Con frecuencia la miseria era una amenaza real para muchos trabajadores. Lo que le pasó a Benito Idárraga Azpitarte demuestra que todo dependía de poder trabajar. Lo había hecho en la mina El Morro, de Santutxu, y vivía en Ollerías Bajas, 14. Tuvo un accidente en la cantera, que le dejó en casa durante un tiempo. Cuando se sintió recuperado, volvió a la mina, pero el encargado le indicó que no podía admitirle, por sus condiciones de salud. A la postre, el accidente en la cantera le resultó fatal. Volvió a casa a la tarde, con «síntomas de desesperación y tristeza». Contó a su mujer lo sucedido y le pidió la cena. Cuando ella fue a la cocina se tiró por la ventana -vivía en el tercero-. Dio con una farola y cayó a la acera. Aún pudieron llevarlo al cercano Hospital Civil, pero murió esa noche. Tenía 39 años, era de Mallabia y dejó mujer y dos hijos de corta edad. Un drama más, que no provocó sorpresa. La noticia incluía una anotación chusca: el «digno señor instructor» y el alguacil se personaron en el Hospital «pero no pudieron tomar declaración al suicida por encontrarse agonizando».

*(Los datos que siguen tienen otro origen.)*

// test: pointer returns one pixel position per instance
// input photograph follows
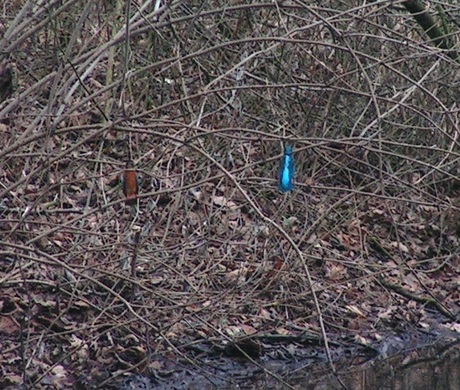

Resultan muy escasos los delitos sexuales que llegaban a la prensa. Quizás se evitaba su difusión. De hecho, el probable parricidio que se descubrió en abril de 1892 no fue seguido por la prensa con la atención de otros crímenes, pese a que resultaba sórdido y tenía preocupantes implicaciones sexuales.
Se tituló como «Suceso grave en Las Mimbres», un paraje que estaba (y está) en la parte alta de Miribilla. Allí vivía Evaristo Ortiz, de 28 años y natural de un pueblo de Cantabria. Estaba casado con una mujer mayor que él, que tenía dos hijas de un matrimonio anterior. Pues bien: se descubrió que el hombre maltrataba «cruelmente» a su mujer y a sus hijastras. Se supo además que había tenido un hijo con la hijastra mayor y que la criatura había desaparecido. A su mujer e hijastras les dijo que había llevado el niño a su pueblo, donde le cuidarían, pero el recién nacido ni siquiera estaba registrado. Acabó confesando que lo había enterrado entre Mirivilla y el hospital militar que se estaba construyendo. Alegó que el niño había muerto por causas naturales, pero no resultaba creíble, por lo que fue acusado de parricidio. Se supo que quería también abusar sexualmente de la segunda hijastra.
La prensa, que relató esto con contenida indignación, parecía considerarlo un incidente más de la sociedad violenta que se había gestado en la periferia de Bilbao.